I was relatively young when I decided to make Judaism an active part of my life, taking on observances that my peers in public school were certainly nowhere near even understanding. My dedication to Shabbos, kashrus, shomer negiah, and tefilah separated me from everyone I knew, but the de factopeer pressure to live a life devoid of any connection to Hashem and His mitzvos never shook my resolve to my personal undertaking. Still, it’s lonely being a rogue, and I felt a yearning to mingle with Jews like me who also wore kippas and held off their hunger until finding strictly kosher food to eat. I initially gravitated towards boys in yeshiva, and while they were friendly, I felt that I was too distant from them, having too little background to be considered one of them. I therefore associated with the modern Orthodox, who shared my dedication to a halachic life but also dressed as I did, knew the media I did, and were receptive to my situation.
I have no doubt that there are hundreds of such Jews out there like myself who are trying to walk the delicate tightrope of modern Orthodoxy in the modern world. Whether they find themselves integrated within communities of like-minded compatriots or struggle to identify with their surroundings, the many influences out there—both from the Jewish world and the greater world for that matter—constantly present them with deep questions of how to approach fundamental issues. This can be a challenging existence, especially one prone to feelings of loneliness and frustration.
This is where “Soon by You” jumps in and saves the day. Despite the gamut of strong emotions that this oftentimes conflicted lifestyle entails, “Soon by You” tries (and often succeeds) at taking a lighter stance on the dichotomy. With the focus on the ubiquitous issues of dating and marriage, they give like-minded modern Orthodox individuals relatable characters to laugh and cry with, which is essential when today’s entertainment media is filled with personalities and situations that have no relevance to Jews struggling to balance modernity with tradition. When the option for opting out of remaining steadfast to G-d and His Torah is available and more appealing as life’s struggles pile up, “Soon by You” gives a face to committed Jews and shows that they’re still out there, and that life isn’t always that tough.

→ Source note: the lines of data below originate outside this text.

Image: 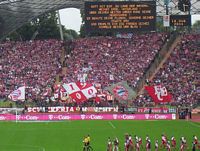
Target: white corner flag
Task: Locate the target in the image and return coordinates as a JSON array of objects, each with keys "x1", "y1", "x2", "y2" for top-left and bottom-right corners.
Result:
[{"x1": 8, "y1": 86, "x2": 25, "y2": 101}]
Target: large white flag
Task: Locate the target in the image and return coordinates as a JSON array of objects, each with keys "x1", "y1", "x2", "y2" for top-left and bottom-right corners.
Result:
[{"x1": 8, "y1": 86, "x2": 25, "y2": 101}]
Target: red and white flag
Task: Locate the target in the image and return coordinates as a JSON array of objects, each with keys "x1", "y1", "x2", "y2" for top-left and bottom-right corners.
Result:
[
  {"x1": 8, "y1": 86, "x2": 25, "y2": 101},
  {"x1": 145, "y1": 85, "x2": 172, "y2": 103},
  {"x1": 63, "y1": 82, "x2": 97, "y2": 102}
]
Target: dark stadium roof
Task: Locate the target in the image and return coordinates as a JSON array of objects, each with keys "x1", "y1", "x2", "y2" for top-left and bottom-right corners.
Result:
[{"x1": 0, "y1": 0, "x2": 200, "y2": 39}]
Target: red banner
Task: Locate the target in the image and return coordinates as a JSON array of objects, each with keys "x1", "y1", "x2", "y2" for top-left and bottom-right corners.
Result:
[
  {"x1": 63, "y1": 82, "x2": 97, "y2": 102},
  {"x1": 145, "y1": 85, "x2": 172, "y2": 103}
]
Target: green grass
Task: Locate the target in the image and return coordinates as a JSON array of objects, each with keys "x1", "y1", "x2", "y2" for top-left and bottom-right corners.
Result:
[{"x1": 0, "y1": 120, "x2": 200, "y2": 151}]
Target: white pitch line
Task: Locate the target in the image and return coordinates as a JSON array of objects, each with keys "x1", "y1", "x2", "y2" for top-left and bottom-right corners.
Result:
[{"x1": 108, "y1": 121, "x2": 116, "y2": 129}]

In a sense, this is what I attempted to portray in my novel Outdated, modeling Joe and Sharon after what I and friends of mine were experiencing trying to juggle Judaism with our lives. I’m very much hoping to tackle more of these issues in subsequent books (if I ever get the time!), but I’m glad that “Soon by You” has already brought the battles of many of us into the limelight.
In addition to writing, I spend about a third of my hours awake learning Torah. In the other thirds, I edit for a book publishing company, imbue valuable life lessons to my adolescent children while attempting to mitigate their bickering, prepare our house for the arrival of the Shabbos Queen (this is a week-long endeavor), and try out new chulent recipes. Oh, I also drum on anything that makes a sound when banged.